Los tres gobiernos anunciaron que avanzarán hacia la prohibición de bienes producidos en las colonias y aplicarán medidas específicas contra quienes promuevan o financien su expansión.
Según explicó ante la Cámara de los Comunes el ministro británico de Relaciones Exteriores, Ed Miliband, Dinamarca, Finlandia, Islandia, Polonia, Portugal y Suecia se comprometieron a respaldar nuevas acciones. Países Bajos, Irlanda, Bélgica, España y Noruega ya han prohibido esos productos o se encuentran en proceso de hacerlo. Francia, además, impulsa una restricción para toda la Unión Europea.
El bloque, sin embargo, no aplicará un mecanismo único. La iniciativa reúne prohibiciones ya vigentes, normas todavía en trámite y compromisos políticos que aún deberán convertirse en legislación. Esa diversidad marca la amplitud del acuerdo, pero también plantea dudas sobre su aplicación efectiva.
La zona E1 y la violencia de los colonos
La decisión responde principalmente a dos factores. El primero es el proyecto israelí para construir alrededor de 1.200 viviendas en la denominada zona E1, un corredor estratégico situado al este de Jerusalén y próximo al asentamiento de Maale Adumim.
Israel había evitado durante décadas urbanizar esa área debido a la presión internacional. Miliband advirtió que el proyecto atravesaría el corazón del futuro Estado palestino y haría inviable la solución de dos Estados. El plan ha provocado una amplia condena internacional.
El segundo factor es el incremento sostenido de los ataques de colonos israelíes contra palestinos y sus propiedades en Cisjordania desde el inicio de la guerra en Gaza, en octubre de 2023.

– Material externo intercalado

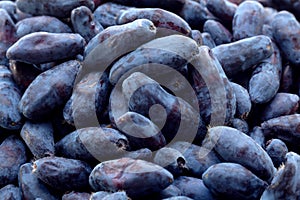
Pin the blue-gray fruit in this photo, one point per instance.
(43, 47)
(235, 146)
(62, 174)
(136, 177)
(233, 181)
(50, 90)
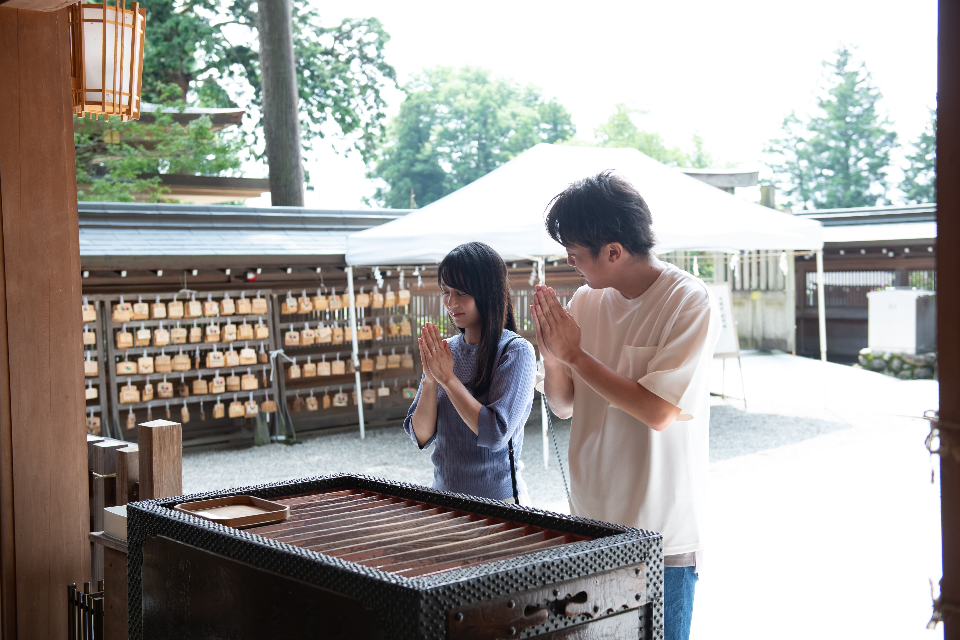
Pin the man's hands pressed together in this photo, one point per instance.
(557, 331)
(558, 335)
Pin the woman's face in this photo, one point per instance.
(461, 307)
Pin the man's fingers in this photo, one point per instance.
(554, 302)
(543, 309)
(536, 325)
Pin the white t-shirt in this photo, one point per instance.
(621, 470)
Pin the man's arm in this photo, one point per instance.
(559, 335)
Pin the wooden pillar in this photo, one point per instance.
(948, 302)
(161, 459)
(44, 510)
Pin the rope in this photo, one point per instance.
(941, 609)
(273, 356)
(947, 436)
(556, 447)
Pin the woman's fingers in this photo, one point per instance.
(536, 323)
(431, 336)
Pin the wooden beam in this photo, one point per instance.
(161, 459)
(37, 5)
(128, 474)
(948, 305)
(44, 508)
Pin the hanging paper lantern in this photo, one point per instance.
(106, 47)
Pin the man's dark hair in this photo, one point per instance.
(601, 209)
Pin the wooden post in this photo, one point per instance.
(115, 594)
(44, 508)
(103, 469)
(128, 474)
(161, 459)
(281, 110)
(948, 306)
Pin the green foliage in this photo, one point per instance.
(111, 156)
(919, 176)
(621, 131)
(456, 126)
(839, 157)
(341, 70)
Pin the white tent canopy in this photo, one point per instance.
(505, 209)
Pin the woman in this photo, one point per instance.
(477, 387)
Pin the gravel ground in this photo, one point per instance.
(389, 453)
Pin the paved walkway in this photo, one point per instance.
(822, 520)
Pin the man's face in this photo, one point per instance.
(593, 270)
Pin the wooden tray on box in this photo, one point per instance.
(236, 511)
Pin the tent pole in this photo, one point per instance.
(356, 348)
(821, 305)
(543, 397)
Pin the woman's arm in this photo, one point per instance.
(436, 356)
(424, 420)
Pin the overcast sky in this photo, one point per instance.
(728, 70)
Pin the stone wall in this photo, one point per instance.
(905, 366)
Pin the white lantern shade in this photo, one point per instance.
(108, 58)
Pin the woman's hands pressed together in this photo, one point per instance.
(438, 366)
(436, 357)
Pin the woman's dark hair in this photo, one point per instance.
(601, 209)
(477, 270)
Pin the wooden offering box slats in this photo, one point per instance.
(363, 558)
(402, 536)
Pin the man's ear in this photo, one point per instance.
(614, 252)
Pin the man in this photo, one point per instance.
(629, 360)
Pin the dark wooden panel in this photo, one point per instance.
(43, 370)
(948, 305)
(186, 592)
(115, 594)
(624, 625)
(8, 107)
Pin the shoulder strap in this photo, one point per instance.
(503, 351)
(513, 466)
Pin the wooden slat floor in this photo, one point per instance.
(405, 537)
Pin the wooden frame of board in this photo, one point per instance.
(728, 345)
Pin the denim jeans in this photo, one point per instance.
(678, 587)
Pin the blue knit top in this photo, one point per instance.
(479, 465)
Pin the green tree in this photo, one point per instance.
(839, 157)
(621, 131)
(456, 126)
(919, 176)
(112, 157)
(341, 70)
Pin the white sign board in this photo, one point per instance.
(729, 344)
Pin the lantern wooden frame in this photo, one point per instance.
(121, 32)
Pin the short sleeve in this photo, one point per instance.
(680, 371)
(408, 421)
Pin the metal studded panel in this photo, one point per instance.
(408, 607)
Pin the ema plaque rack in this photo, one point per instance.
(365, 558)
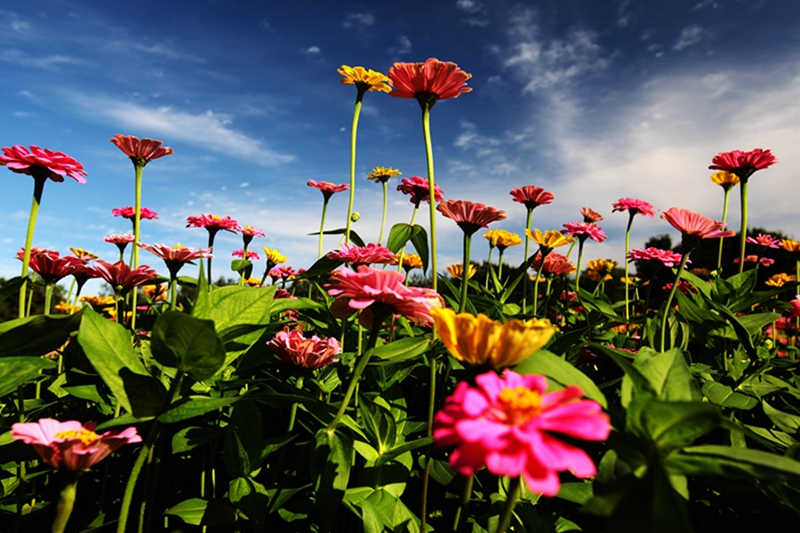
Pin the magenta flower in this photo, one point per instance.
(311, 353)
(470, 216)
(634, 207)
(372, 291)
(584, 230)
(665, 257)
(356, 256)
(71, 445)
(42, 163)
(532, 196)
(419, 189)
(510, 425)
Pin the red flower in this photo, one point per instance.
(428, 82)
(363, 255)
(532, 196)
(129, 212)
(470, 216)
(312, 353)
(383, 291)
(45, 163)
(510, 425)
(634, 207)
(584, 230)
(419, 190)
(743, 164)
(141, 151)
(71, 445)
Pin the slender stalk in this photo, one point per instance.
(38, 188)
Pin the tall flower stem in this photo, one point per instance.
(353, 135)
(669, 301)
(426, 131)
(38, 188)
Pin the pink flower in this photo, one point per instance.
(379, 291)
(428, 82)
(213, 223)
(129, 212)
(363, 255)
(532, 196)
(312, 353)
(71, 445)
(419, 190)
(584, 230)
(590, 215)
(141, 151)
(667, 258)
(767, 241)
(510, 425)
(634, 207)
(45, 163)
(743, 164)
(470, 216)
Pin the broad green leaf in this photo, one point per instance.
(561, 372)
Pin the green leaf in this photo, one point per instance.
(187, 343)
(560, 371)
(36, 335)
(15, 371)
(109, 348)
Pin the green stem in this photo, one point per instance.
(508, 510)
(38, 188)
(669, 301)
(426, 131)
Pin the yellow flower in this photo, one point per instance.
(382, 174)
(482, 341)
(457, 271)
(274, 256)
(363, 79)
(550, 239)
(725, 179)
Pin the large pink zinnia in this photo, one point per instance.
(509, 424)
(372, 291)
(42, 162)
(71, 445)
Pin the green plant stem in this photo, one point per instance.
(508, 510)
(669, 301)
(353, 135)
(38, 188)
(426, 131)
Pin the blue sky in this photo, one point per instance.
(593, 100)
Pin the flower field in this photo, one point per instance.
(375, 390)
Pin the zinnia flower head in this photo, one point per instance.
(470, 216)
(428, 82)
(71, 445)
(532, 196)
(363, 255)
(584, 230)
(419, 190)
(364, 80)
(634, 207)
(42, 163)
(141, 151)
(743, 164)
(510, 425)
(383, 174)
(481, 341)
(311, 353)
(379, 293)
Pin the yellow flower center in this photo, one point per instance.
(520, 404)
(84, 435)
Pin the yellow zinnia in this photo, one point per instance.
(363, 79)
(481, 341)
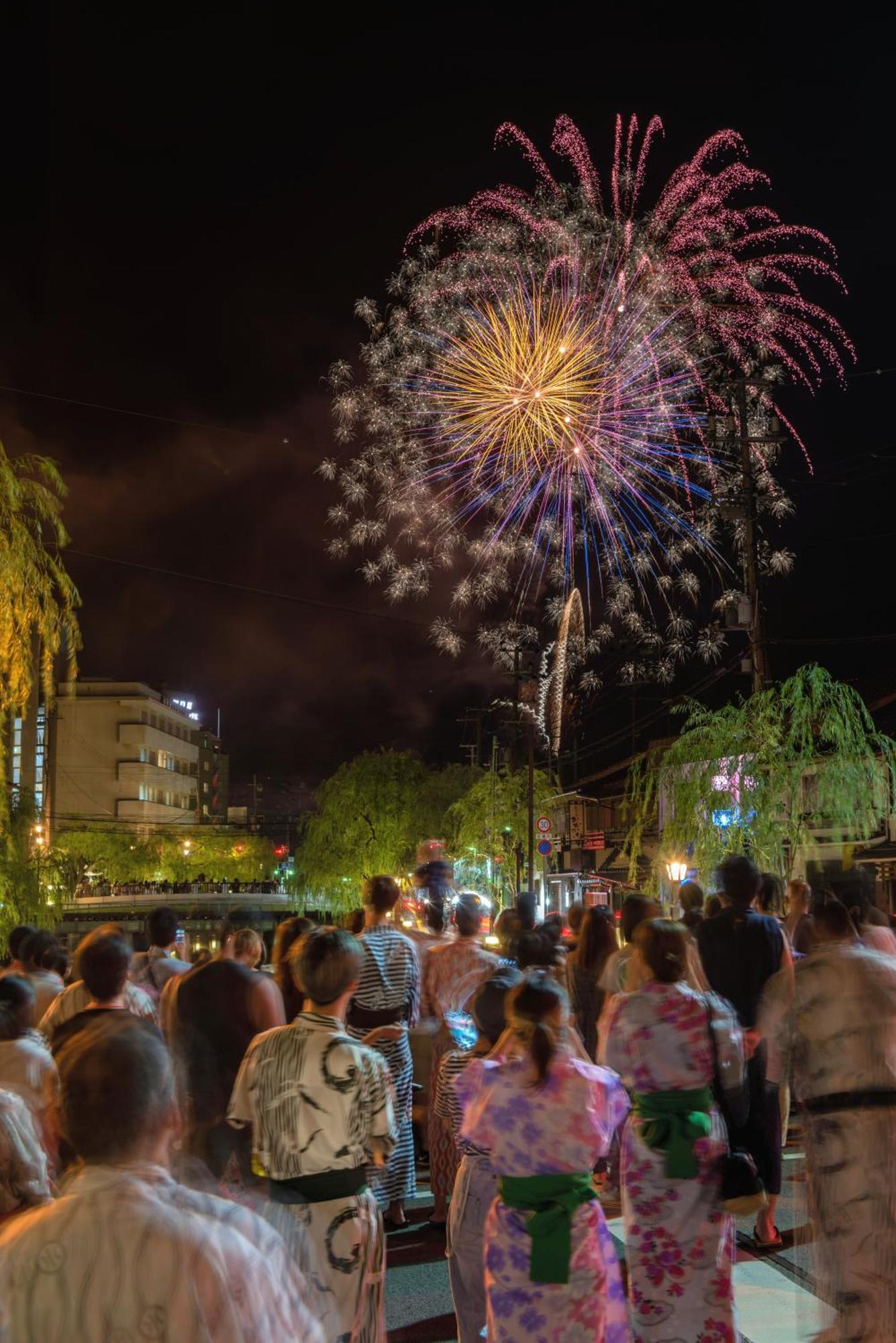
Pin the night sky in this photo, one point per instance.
(193, 203)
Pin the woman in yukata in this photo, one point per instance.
(546, 1114)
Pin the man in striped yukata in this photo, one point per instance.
(322, 1110)
(475, 1184)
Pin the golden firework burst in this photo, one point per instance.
(519, 383)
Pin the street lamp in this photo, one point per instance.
(39, 841)
(678, 871)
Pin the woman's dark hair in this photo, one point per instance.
(34, 946)
(575, 917)
(434, 915)
(691, 896)
(529, 1005)
(161, 926)
(16, 1007)
(287, 934)
(770, 894)
(381, 894)
(596, 941)
(353, 922)
(536, 952)
(636, 909)
(664, 946)
(507, 931)
(325, 962)
(105, 961)
(58, 960)
(525, 906)
(468, 918)
(17, 937)
(835, 919)
(741, 879)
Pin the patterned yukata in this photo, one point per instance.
(679, 1242)
(391, 981)
(561, 1127)
(452, 972)
(319, 1102)
(128, 1254)
(77, 997)
(836, 1037)
(24, 1181)
(472, 1196)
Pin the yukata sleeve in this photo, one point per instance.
(413, 986)
(613, 1037)
(475, 1095)
(729, 1046)
(776, 1024)
(242, 1107)
(380, 1106)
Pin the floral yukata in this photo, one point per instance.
(561, 1127)
(835, 1029)
(681, 1243)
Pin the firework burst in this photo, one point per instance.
(541, 400)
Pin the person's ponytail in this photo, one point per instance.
(530, 1008)
(16, 1007)
(542, 1050)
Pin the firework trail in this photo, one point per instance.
(541, 400)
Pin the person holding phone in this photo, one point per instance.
(150, 970)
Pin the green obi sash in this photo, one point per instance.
(671, 1123)
(550, 1200)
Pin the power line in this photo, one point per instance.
(846, 639)
(252, 592)
(121, 410)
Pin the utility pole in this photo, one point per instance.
(758, 647)
(532, 811)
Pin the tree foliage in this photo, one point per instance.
(38, 600)
(493, 815)
(370, 817)
(761, 776)
(183, 855)
(20, 895)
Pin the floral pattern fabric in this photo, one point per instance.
(835, 1029)
(564, 1126)
(681, 1243)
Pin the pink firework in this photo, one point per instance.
(734, 268)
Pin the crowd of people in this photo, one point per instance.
(195, 1149)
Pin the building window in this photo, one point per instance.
(16, 753)
(40, 746)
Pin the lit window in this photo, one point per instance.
(16, 753)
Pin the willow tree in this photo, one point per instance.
(38, 600)
(38, 625)
(764, 776)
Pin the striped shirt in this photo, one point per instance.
(317, 1101)
(448, 1102)
(77, 997)
(391, 976)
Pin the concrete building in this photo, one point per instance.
(118, 751)
(212, 780)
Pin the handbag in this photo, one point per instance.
(741, 1189)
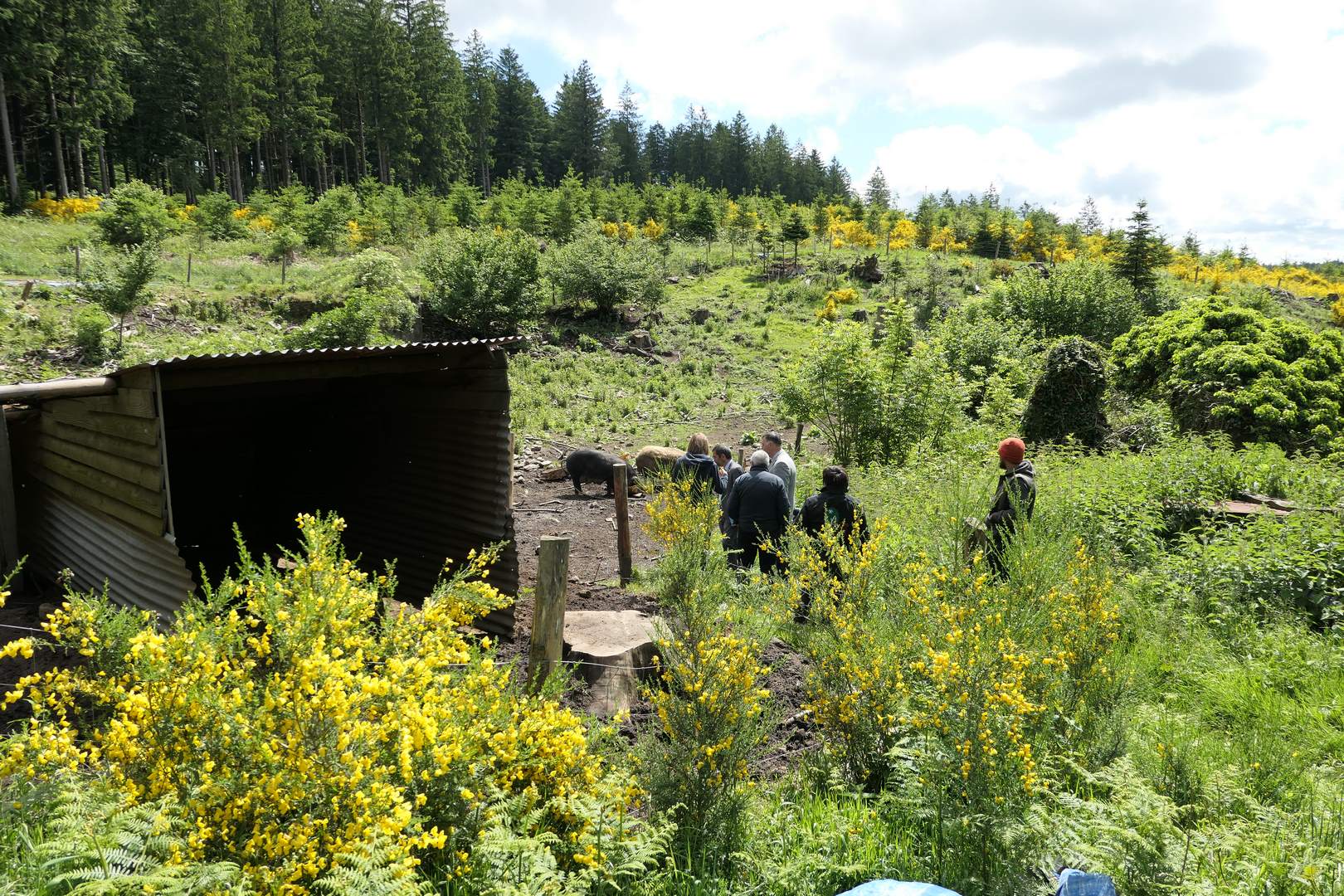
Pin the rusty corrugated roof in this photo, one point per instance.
(280, 356)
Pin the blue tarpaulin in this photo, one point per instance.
(1075, 883)
(897, 889)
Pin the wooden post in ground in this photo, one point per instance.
(8, 512)
(622, 520)
(553, 575)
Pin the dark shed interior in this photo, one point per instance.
(140, 483)
(414, 460)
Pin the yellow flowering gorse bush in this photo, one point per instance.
(977, 677)
(293, 723)
(67, 208)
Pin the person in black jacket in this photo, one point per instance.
(728, 473)
(1015, 499)
(760, 507)
(699, 466)
(832, 508)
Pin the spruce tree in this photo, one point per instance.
(1089, 219)
(580, 123)
(480, 108)
(624, 136)
(795, 230)
(422, 109)
(297, 110)
(878, 192)
(1137, 264)
(520, 121)
(655, 163)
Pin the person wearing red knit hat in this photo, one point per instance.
(1014, 500)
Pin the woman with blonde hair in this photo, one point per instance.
(699, 466)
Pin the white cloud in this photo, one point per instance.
(1224, 116)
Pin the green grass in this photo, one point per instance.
(1226, 767)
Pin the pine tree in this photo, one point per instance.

Los asentamientos son considerados ilegales por el derecho internacional. De acuerdo con estimaciones ampliamente citadas, Israel ha construido cerca de 160 colonias en Cisjordania y Jerusalén Este desde la ocupación de esos territorios en la guerra de 1967. En ellas viven unos 700.000 israelíes judíos, frente a aproximadamente 3,3 millones de palestinos.
Reino Unido presenta el paquete más amplio
La propuesta británica es, hasta el momento, la más detallada de las tres. Miliband anunció que Reino Unido prohibirá la importación de todos los bienes producidos en los asentamientos e impedirá que empresas británicas les presten servicios.
La restricción abarcará actividades de financiación, construcción, infraestructura, bienes raíces y publicidad. El nuevo régimen de sanciones contemplará excepciones por motivos religiosos.
“No creo que el pueblo británico quiera que apoyemos la ocupación aceptando productos de los asentamientos en nuestras tiendas y supermercados”, declaró el canciller ante el Parlamento.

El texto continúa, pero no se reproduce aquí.